Started 6 months ago | Discussions thread
Berkeley Mike
Berkeley Mike New Member • Posts: 2
Re: Is this the slow death of travel/portrait/model photography?

hoakin1981 wrote:

Recently a friend showed me his IG account and by spending perhaps 10 minutes browsing through the general feed i have to admit i was shocked.

The recipe seems to be so simple and yet so effective that it is almost ridiculous.

Take one beautiful young woman, make sure she wears (in most cases) not too many clothes (the less the better), put her in a nice scenic/interesting/exotic location, have her take a fake spontaneous/sensual pose, take the shot, do some basic PP and voila!

Eventually, if you don't do anything stupid and you stick to the above recipe you will have tens of thousands of "followers" and at some point with some luck you will be traveling most probably full time for free just by adding a few specific "hashtags" on every post you make.

Is the above incorrect? Am i oversimplifying things? Perhaps, but i think that is the basic idea behind the thousands of such accounts on Instagram.

Is this just an envy-caused rant? yes and no, because even though i admit i would love to spend my life traveling to exotic locations that normally i would never be able to afford, i value other things in life more, like having good health both me and the people i love regardless of how cliche that sounds.

So why am i saying all this?

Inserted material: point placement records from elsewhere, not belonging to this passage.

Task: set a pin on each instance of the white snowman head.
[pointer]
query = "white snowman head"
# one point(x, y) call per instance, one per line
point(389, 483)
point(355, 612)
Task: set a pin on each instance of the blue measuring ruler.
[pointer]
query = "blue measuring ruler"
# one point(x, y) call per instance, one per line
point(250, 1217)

Because for some reason i personally find it very aggravating.

And to make the subject more dpreview oriented, what gets me the most is how much almost all such photos look the same! The model changes but i could swear the same photographer is behind the camera/phone/action camera or whatever.

I still believe that if social media in general are to be blamed for the demise of true human relationships/connections then such platforms are slowly killing the art of travel and/or model photography.

Thank you for taking the time to rant.

Even if you are mistaken it is only a matter of time. This is not limited to travel and such. This is the future of photography and, in the present, it is undermining professional (well-paying)  work. It is a better mousetrap.

The other challenge is that this sort of  imaging starts to create an acceptable standard for the masses.

As a curiosity I wonder at measures of quality. Those of us highly trained, or long-experienced, see very differently in a global, immediate sense. At a more granular level we attend to details that few people even know exist. Further, our aesthetic is more highly developed.

All that said, the customer may internalize the acceptable standard now developing. Our level of skill may not  be valued.